Domenica pomeriggio. Mentre il resto del mondo è in giro a crogiolarsi al sole io sono sui libri a studiare Shakespeare per l’esame di abilitazione. Caro William, io ti voglio bene, davvero, ma perché scrivere tutte queste opere con tutti questi personaggi? La mia memoria ha deciso di ribellarsi. Non memorizzo più niente. Sarà che ho tanti pensieri. Sarà che ho studiato tanto, sarà che il fantasma di Fritz mi tormenta, sarà che tra dieci giorni io potrei avere una brutta sorpresa. Concentrazione zero insomma, ho deciso che devo dedicarmi solo a questo benedetto/maledetto esame che potrebbe aprirmi nuove porte. Poi si vedrà. Intanto ho mollato il lavoro di insegnante al doposcuola per incompatibilità con la proprietaria del centro, una tra le persone più incompetenti e velenose che io abbia mai incontrato nella mia vita. I bambini mi mancano. Alla fine piccola peste è diventato il mio miglior amico e i suoi genitori mi adoravano. Paradossi. Non ho rimpianti Ho insegnato loro, in quel poco tempo, che la follia è una dote e se avessero assecondato i loro sogni, sarebbero diventati ciò che volevano nella vita.  Credo che i bambini di oggi debbano essere rassicurati sul loro futuro, hanno bisogno di qualcuno che creda in loro. E Mi mancano quelle canaglie, si…

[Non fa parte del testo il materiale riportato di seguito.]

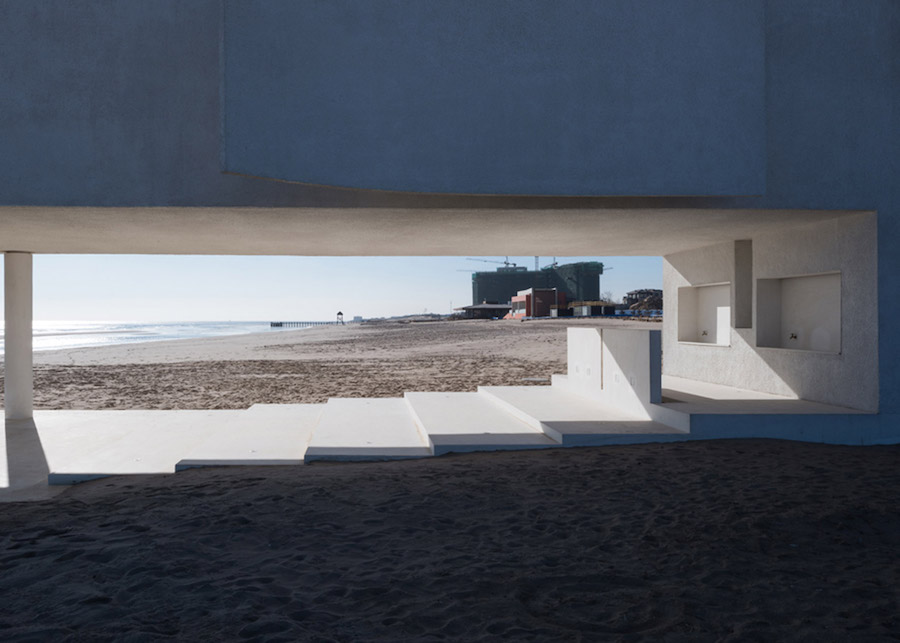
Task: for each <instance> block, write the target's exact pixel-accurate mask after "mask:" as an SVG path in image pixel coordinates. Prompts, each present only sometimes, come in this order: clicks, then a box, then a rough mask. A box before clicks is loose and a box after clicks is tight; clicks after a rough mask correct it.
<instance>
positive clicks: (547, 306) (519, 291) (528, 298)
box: [506, 288, 566, 319]
mask: <svg viewBox="0 0 900 643" xmlns="http://www.w3.org/2000/svg"><path fill="white" fill-rule="evenodd" d="M510 304H511V306H512V310H510V312H509V314H508V315H507V316H506V317H507V319H522V318H523V317H549V316H550V306H553V305H556V306H565V304H566V294H565V293H564V292H560V291H559V290H557V289H556V288H528V289H527V290H520V291H519V292H518V294H517V295H516V296H515V297H513V298H512V301H510Z"/></svg>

ad ogni modo, va bene cosi….sono in fase di cambiamenti e in questi giorni non mancano affatto.
E’ arrivata a sorpresa in città una delle mie migliori amiche  e cosi ci siamo viste. Siamo uscite con un nostro amico appena tornato da Londra dopo anni di permanenza in Uk, è’ un fotografo molto bravo, ha lavorato per aziende importanti. La mia amica è una modella e così le ha proposto di fotografarla, ma la cosa assurda è che abbia proposto a me, e sottolineo  A ME, di posare come modella per delle foto di nudo.

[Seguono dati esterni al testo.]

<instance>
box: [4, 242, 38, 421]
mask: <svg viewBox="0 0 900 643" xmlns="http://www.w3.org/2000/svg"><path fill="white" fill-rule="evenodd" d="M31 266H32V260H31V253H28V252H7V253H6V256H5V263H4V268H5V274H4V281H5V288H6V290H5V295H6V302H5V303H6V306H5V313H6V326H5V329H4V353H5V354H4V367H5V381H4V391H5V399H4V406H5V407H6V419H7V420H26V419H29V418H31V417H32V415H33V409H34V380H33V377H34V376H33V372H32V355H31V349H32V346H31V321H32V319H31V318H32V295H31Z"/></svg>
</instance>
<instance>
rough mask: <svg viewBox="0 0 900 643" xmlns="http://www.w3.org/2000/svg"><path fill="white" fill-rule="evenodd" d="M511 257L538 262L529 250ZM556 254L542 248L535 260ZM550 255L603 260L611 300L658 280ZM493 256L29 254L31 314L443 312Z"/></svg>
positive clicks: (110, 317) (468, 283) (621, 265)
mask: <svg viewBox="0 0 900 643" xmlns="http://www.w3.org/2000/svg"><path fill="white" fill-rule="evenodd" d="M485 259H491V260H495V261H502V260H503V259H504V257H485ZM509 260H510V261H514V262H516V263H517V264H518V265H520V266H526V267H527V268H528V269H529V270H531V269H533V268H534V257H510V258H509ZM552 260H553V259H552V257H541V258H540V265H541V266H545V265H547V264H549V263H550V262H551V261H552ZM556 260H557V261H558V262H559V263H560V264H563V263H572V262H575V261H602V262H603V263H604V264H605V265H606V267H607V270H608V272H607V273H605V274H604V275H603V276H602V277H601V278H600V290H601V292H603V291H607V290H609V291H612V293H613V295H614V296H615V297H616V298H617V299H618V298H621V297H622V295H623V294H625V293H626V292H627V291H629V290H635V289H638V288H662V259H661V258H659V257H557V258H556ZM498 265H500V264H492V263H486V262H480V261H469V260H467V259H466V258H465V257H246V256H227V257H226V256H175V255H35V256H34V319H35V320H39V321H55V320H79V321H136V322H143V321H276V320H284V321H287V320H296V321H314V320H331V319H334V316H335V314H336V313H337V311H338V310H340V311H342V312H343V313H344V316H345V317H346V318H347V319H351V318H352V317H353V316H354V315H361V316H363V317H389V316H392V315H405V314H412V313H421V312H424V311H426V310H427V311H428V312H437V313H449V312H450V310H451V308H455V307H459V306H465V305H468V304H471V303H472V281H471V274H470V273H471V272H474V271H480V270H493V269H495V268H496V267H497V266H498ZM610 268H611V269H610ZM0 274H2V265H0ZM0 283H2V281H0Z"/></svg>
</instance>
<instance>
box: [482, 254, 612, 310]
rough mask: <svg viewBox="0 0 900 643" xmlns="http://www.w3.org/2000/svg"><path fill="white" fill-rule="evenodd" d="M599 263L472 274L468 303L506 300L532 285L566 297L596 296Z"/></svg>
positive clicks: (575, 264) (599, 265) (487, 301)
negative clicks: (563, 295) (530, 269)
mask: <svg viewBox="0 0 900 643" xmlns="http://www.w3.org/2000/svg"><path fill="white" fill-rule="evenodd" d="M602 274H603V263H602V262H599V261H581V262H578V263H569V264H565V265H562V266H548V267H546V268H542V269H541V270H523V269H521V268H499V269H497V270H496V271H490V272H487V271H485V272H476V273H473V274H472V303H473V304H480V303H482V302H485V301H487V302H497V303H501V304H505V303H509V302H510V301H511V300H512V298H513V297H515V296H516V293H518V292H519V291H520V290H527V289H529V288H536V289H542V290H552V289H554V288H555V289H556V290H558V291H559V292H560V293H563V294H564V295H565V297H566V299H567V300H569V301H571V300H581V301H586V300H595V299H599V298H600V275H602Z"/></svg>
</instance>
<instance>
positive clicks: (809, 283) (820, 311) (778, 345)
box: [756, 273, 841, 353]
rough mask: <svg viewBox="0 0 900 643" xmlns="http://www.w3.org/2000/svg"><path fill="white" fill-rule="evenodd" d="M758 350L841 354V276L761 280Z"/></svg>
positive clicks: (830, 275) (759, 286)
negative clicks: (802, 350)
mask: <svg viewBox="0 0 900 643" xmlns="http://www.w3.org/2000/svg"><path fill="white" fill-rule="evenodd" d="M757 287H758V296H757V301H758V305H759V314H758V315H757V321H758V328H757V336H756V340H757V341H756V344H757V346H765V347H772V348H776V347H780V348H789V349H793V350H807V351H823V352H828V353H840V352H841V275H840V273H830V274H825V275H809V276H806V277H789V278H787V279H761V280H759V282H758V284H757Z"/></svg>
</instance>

O_o s’è bevuto il cervello. Io?  avrà bevuto qualche birra di troppo probabilmente. Non sono proprio il soggetto adatto. Comunque ultimamente i miei amici uomini stanno male di brutto. La settimana di scorsa uno di loro ha decretato che io sarei Rocco Siffredi al femminile per via delle mie misure.   Non ho parole!!!!!
Ecco Shakespeare non me lo avrebbe mai detto, quindi credo sia meglio che torni a studiare.

ce la posso fare!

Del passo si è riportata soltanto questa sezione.